"Real Time Democracy" vs. Turn Based Democracy

Huzzah! I get to put some of this gamer lingo into use.

There's a genre of video games called Real Time Strategy, often shortened to RTS. It refers to those over-head view war games such as the Command & Counquer and Warcraft series. In these games you have your army of individual units and you are tasked with going out and blowing up the other guy's stuff. Their defining property is that the game is fluid. The clock is running. Units move immediately on command and so do the enemy's.

Turn based strategy is a different animal. This is the genre of Risk. It's a more complicated (or simplistic, depending on your opinion) electronic chess.
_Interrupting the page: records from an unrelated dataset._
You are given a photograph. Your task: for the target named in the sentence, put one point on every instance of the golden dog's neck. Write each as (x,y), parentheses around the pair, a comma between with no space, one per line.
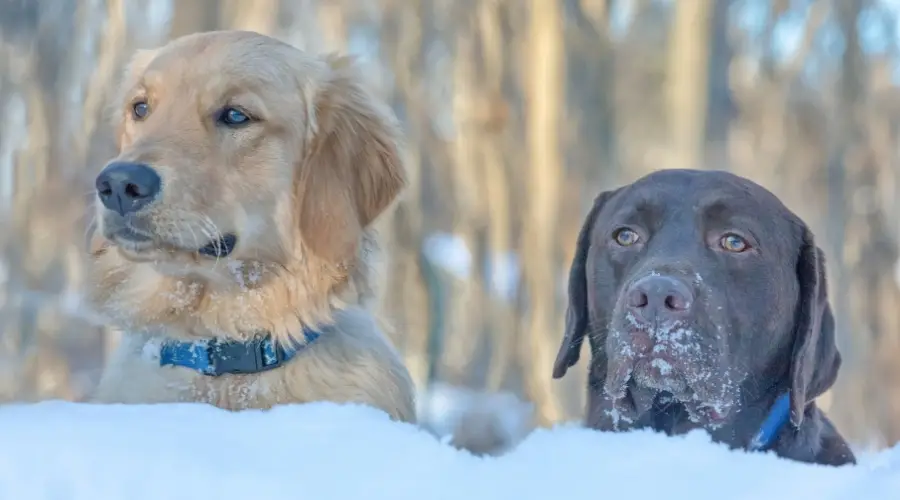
(234,299)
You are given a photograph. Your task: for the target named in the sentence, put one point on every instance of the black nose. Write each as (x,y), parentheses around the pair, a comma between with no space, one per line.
(660,298)
(127,187)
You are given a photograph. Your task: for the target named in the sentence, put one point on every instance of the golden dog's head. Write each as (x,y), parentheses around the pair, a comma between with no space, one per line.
(235,145)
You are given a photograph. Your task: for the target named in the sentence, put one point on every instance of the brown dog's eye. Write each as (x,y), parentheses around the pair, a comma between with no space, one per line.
(626,237)
(140,110)
(733,243)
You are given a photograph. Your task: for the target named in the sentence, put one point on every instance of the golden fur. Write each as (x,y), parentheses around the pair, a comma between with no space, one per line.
(300,187)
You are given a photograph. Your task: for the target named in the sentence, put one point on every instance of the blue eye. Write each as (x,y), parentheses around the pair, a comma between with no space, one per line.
(234,117)
(140,110)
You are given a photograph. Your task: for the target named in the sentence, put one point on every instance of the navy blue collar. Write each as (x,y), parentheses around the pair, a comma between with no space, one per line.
(778,416)
(216,357)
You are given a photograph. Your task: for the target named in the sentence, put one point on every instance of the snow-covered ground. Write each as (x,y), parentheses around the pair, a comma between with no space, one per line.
(58,450)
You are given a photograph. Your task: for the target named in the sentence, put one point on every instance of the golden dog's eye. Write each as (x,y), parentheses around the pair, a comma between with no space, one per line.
(140,110)
(733,243)
(233,117)
(626,237)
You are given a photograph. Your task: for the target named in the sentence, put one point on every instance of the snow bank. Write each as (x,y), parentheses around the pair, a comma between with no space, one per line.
(57,450)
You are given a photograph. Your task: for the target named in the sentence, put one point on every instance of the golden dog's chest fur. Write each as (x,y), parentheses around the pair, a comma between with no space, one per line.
(298,185)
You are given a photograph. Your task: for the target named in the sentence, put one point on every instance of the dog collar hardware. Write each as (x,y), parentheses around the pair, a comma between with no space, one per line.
(215,357)
(778,416)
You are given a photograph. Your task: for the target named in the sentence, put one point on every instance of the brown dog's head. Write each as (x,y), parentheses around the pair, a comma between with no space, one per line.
(235,145)
(699,288)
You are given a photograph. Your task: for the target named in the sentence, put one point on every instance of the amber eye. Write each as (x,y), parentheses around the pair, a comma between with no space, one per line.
(140,110)
(733,243)
(626,237)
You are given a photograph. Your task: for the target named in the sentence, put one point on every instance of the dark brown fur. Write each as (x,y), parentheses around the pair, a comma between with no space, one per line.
(758,324)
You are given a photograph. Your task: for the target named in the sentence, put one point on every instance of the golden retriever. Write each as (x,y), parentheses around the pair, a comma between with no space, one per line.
(239,208)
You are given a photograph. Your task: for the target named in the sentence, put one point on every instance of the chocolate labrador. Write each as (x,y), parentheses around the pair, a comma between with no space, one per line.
(704,301)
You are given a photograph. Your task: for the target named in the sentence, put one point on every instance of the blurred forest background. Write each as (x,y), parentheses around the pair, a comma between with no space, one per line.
(517,113)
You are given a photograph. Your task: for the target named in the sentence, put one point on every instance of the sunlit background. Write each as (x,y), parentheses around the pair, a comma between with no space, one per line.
(517,113)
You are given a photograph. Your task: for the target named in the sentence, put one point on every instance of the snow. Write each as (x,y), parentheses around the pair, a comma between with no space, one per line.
(59,450)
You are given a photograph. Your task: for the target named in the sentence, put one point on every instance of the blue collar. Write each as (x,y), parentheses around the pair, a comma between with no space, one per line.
(778,416)
(215,357)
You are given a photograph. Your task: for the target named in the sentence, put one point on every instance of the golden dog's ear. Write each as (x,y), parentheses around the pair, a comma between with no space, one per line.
(353,170)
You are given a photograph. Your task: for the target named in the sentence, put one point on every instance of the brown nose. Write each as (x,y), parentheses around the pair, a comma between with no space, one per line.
(659,298)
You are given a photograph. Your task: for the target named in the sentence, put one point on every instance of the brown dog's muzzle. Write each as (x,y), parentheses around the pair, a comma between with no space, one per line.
(659,299)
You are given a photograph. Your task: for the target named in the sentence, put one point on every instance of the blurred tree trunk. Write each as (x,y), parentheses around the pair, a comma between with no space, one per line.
(844,139)
(465,326)
(688,81)
(545,84)
(405,295)
(491,126)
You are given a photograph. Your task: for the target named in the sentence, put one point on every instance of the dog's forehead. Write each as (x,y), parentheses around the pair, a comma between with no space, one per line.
(699,190)
(247,60)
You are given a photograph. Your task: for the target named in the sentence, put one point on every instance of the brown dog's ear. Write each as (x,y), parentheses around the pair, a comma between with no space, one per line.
(353,170)
(577,309)
(815,359)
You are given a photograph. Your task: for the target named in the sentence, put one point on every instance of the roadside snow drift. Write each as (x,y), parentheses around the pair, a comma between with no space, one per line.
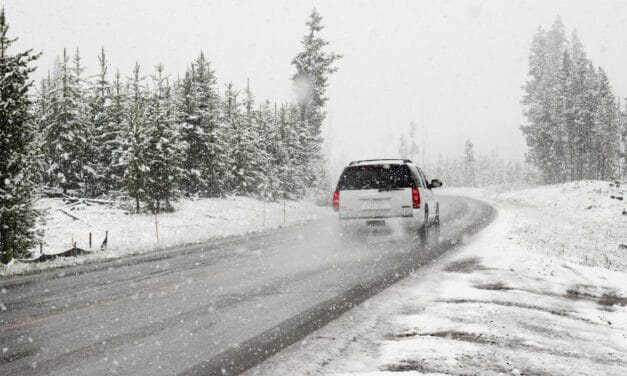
(193,221)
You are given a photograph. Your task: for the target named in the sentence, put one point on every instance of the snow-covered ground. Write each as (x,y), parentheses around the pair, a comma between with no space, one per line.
(193,221)
(520,298)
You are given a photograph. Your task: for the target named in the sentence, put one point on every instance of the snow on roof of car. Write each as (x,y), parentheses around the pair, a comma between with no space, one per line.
(379,161)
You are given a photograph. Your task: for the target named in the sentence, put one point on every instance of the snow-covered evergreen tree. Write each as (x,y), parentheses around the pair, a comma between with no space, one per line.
(65,133)
(134,148)
(164,151)
(113,136)
(469,163)
(98,156)
(571,111)
(205,164)
(17,216)
(313,67)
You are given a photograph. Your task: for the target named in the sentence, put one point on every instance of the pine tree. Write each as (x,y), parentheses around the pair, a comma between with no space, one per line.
(469,163)
(134,149)
(163,151)
(42,113)
(313,67)
(199,106)
(17,216)
(98,156)
(606,135)
(113,136)
(253,157)
(64,133)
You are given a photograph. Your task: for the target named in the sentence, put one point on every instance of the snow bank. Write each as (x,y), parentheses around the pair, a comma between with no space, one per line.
(193,221)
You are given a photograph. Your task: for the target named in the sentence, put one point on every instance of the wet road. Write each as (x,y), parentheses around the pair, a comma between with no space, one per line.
(209,309)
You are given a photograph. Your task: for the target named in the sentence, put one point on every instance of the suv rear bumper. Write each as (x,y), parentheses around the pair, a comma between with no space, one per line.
(409,215)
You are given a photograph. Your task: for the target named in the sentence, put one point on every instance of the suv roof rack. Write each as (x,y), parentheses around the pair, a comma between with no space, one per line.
(380,159)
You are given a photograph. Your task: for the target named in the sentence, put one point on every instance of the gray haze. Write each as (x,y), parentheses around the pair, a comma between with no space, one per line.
(456,67)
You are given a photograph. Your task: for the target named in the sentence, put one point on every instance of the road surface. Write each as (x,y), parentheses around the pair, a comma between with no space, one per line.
(209,309)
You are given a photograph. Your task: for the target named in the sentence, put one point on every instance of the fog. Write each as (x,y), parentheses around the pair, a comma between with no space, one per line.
(456,68)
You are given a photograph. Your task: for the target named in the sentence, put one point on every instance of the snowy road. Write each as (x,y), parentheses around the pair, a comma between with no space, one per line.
(212,309)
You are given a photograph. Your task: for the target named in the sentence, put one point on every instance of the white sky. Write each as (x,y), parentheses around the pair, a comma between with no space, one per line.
(456,66)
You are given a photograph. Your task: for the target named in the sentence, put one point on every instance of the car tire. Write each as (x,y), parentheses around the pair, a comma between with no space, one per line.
(436,220)
(426,221)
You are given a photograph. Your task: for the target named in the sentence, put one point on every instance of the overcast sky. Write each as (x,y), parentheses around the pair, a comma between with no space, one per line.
(455,66)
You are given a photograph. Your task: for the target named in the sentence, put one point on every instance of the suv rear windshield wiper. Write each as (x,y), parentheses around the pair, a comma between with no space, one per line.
(390,189)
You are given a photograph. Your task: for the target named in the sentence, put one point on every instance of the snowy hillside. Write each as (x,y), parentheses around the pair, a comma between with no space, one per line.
(578,221)
(193,221)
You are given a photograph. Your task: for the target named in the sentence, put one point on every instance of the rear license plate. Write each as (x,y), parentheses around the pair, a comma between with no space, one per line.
(375,223)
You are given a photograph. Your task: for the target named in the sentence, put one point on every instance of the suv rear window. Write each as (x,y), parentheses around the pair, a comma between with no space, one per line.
(375,177)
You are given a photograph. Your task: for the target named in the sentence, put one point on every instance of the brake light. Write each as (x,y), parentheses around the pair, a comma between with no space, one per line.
(415,197)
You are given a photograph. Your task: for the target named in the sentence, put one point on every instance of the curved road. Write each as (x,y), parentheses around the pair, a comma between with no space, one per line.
(209,309)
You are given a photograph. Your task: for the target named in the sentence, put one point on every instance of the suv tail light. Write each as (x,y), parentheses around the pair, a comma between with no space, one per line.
(415,197)
(336,201)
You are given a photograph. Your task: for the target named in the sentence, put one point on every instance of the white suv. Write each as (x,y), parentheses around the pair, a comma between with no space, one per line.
(373,191)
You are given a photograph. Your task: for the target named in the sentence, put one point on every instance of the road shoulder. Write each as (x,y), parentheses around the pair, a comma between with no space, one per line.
(493,307)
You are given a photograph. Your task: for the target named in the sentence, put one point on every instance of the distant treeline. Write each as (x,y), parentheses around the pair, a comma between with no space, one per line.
(153,138)
(575,127)
(482,170)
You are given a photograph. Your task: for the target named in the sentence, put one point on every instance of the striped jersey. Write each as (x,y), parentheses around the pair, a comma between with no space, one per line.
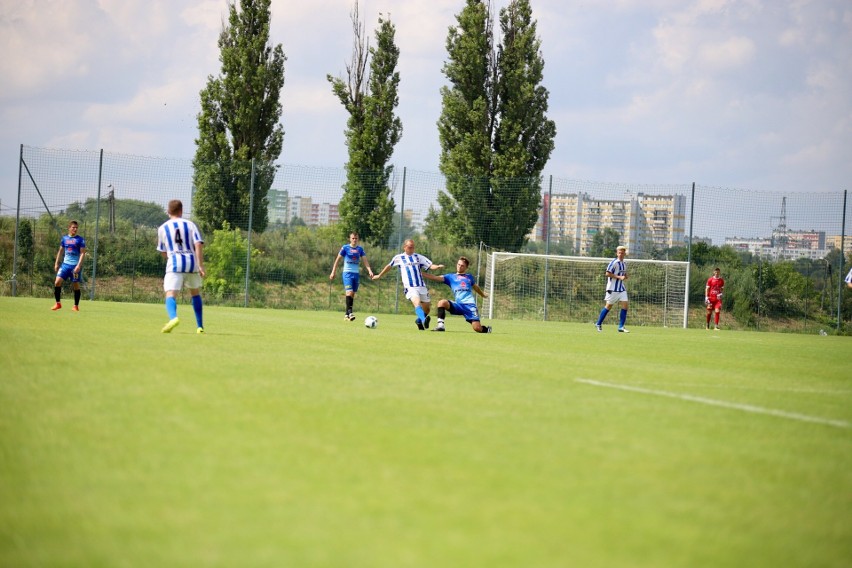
(177,237)
(351,257)
(409,268)
(618,268)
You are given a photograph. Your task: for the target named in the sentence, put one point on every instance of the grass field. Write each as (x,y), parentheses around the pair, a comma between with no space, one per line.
(287,438)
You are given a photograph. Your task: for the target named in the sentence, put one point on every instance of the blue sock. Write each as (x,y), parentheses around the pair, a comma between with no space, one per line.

You stage your pieces in anticipation of your opponent's moves, then you end your turn and the enemy responds to the changes you've made, stages his pieces then it's your turn again.

If I may make a (rather poor) analogy, what you're seeing is the difference between the Internet and a town council.

The Internet is fluid chaos with meme's (units) moving, morphing, being built, and dying out at a furious pace. Links(resources) are gathered and employed to influence hearts and minds, and it's all happening 24-7.

The town council is less frequent. People go out and sign petitions(alliances), gather statistics(resources), make pamphlet and prepare themselves for the coming meeting. Once the meeting is over, you've seen what your opponents have been doing, and you adjust accordingly in preperation of the next meeting.

"Real Time Democracy" is taking the town meeting outside of city hall, and waging the ideological war 24-7.